Children are taught to fail (Jeff J Mitchell/Getty Images)

Kieran is a tall, stocky 14-year-old. He likes being outside and fixing cars. He describes school as “like being in a prison”. He has always hated it — when he was little, his mum sometimes had to carry him in under her arm, but he’s well past the size where that was possible.
After an altercation with a member of staff in the summer term, he didn’t return for the rest of the year. Instead, he spent much of the time with his dad, a labourer who picks up jobs on farms and building sites, doing what sounded like back-breaking work from the time he would normally get up for school until long after he would normally get home. He loved it — he likes getting on and doing things, and being useful rather than being treated, however sensitively, as a problem.
Kieran is one of many such problems. And as more than 100 schools threaten not to reopen this term, their plight looks set to be ignored once again. One in four English children are persistently absent from school; one in 50 are missing more than half.

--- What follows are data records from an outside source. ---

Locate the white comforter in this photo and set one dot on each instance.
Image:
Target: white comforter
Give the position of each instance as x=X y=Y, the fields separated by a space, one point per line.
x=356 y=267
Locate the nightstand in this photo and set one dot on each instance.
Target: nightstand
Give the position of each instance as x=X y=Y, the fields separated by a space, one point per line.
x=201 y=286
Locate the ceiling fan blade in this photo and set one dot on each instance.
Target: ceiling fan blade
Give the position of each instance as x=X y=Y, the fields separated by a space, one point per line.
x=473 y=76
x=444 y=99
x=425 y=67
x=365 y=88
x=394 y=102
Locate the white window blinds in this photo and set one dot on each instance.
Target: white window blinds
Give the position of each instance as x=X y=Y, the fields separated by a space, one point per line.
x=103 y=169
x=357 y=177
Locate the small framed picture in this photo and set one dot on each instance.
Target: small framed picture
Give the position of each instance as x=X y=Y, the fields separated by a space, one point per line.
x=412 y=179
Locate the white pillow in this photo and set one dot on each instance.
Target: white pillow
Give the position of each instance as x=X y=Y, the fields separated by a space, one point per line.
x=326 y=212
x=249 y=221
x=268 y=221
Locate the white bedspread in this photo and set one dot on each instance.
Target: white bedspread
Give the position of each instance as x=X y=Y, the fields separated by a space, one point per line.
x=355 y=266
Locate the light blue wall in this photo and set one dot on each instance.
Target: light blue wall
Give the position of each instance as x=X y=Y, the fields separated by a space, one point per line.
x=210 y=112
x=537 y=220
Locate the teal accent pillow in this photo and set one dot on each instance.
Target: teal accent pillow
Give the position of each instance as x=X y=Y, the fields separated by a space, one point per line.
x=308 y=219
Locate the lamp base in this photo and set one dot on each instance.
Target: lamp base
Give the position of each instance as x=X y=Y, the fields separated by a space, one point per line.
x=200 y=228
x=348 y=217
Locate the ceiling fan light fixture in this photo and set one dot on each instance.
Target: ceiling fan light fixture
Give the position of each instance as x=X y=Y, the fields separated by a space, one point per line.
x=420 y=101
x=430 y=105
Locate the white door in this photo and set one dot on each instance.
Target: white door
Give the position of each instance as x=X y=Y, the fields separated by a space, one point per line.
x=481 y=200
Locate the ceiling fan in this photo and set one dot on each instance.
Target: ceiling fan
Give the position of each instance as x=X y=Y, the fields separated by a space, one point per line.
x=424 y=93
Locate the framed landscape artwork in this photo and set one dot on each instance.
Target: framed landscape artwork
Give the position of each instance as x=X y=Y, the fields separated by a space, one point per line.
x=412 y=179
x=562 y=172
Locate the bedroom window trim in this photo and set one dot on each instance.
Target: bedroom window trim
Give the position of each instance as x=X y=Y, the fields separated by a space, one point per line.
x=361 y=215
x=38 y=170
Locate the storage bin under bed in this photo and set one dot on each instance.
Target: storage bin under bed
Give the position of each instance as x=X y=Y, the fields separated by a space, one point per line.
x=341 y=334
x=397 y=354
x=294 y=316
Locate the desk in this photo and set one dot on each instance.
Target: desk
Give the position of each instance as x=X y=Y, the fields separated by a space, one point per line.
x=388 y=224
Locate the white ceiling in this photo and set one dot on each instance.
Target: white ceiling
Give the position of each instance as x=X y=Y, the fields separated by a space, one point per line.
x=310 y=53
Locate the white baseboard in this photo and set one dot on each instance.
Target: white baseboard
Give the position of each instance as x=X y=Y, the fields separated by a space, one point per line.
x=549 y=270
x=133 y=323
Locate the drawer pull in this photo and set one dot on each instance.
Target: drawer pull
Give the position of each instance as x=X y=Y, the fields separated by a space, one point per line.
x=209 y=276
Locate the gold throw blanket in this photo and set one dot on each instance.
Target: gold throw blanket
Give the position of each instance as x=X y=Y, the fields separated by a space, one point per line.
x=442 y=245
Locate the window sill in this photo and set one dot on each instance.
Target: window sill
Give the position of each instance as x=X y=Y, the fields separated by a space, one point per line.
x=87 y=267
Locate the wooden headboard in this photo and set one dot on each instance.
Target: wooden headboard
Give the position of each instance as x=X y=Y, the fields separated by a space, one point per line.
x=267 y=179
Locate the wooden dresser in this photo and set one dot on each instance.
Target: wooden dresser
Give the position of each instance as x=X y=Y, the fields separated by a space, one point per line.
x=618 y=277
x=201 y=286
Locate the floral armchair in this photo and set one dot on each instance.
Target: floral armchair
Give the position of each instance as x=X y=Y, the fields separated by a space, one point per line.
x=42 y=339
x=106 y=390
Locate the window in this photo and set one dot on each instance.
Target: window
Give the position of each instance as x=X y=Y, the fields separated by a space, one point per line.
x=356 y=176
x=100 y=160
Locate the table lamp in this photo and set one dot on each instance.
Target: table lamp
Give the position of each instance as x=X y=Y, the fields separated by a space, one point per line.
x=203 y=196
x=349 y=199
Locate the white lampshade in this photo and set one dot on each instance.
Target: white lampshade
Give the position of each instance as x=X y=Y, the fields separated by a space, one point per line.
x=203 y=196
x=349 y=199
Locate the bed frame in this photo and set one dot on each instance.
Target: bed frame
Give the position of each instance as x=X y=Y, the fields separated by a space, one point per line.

Among pupils in years 10 and 11, a third are missing the equivalent of at least one GCSE’s worth of school.
Often, these cases are referred to mental health teams like the one I work in, which were set up to address common problems around behaviour, anxiety and low mood with brief self-help treatments. What happens in practice, however, is more complicated: schools, faced with scant resources, often end up referring children out of a need to be seen to be doing something, and low attendance often features.
Kieran, for example, had an Education, Health and Care plan (EHCP) — the highest level of support for special educational needs — for dyslexia and ADHD. His mum begged his teachers to let him sit certain classes out, so he could focus on a handful of core subjects rather than skip school entirely, but there wasn’t much they could do — in the name of inclusivity, the school is expected to provide a full curriculum for all children, including those with special educational needs and disabilities (SEND).
Kieran was, in effect, a victim of a doggedly one-size-fits-all approach which maintains that everything can be fixed with education. It started with Blair, who believed in sending half the population to university: his argument was that academically clever people went to university, so if everyone went to university, everyone would be academically clever. Britain’s next wave of reformers, Dominic Cummings and Michael Gove, held that a traditional knowledge-rich curriculum would impart more information and better life chances to English children. Pisa results indicate that it probably has, but that average contains multitudes, and some of them aren’t coming into school. And it isn’t just the children with diagnosed special needs that suffer — it can be a pretty bleak experience for those who simply aren’t academic, too.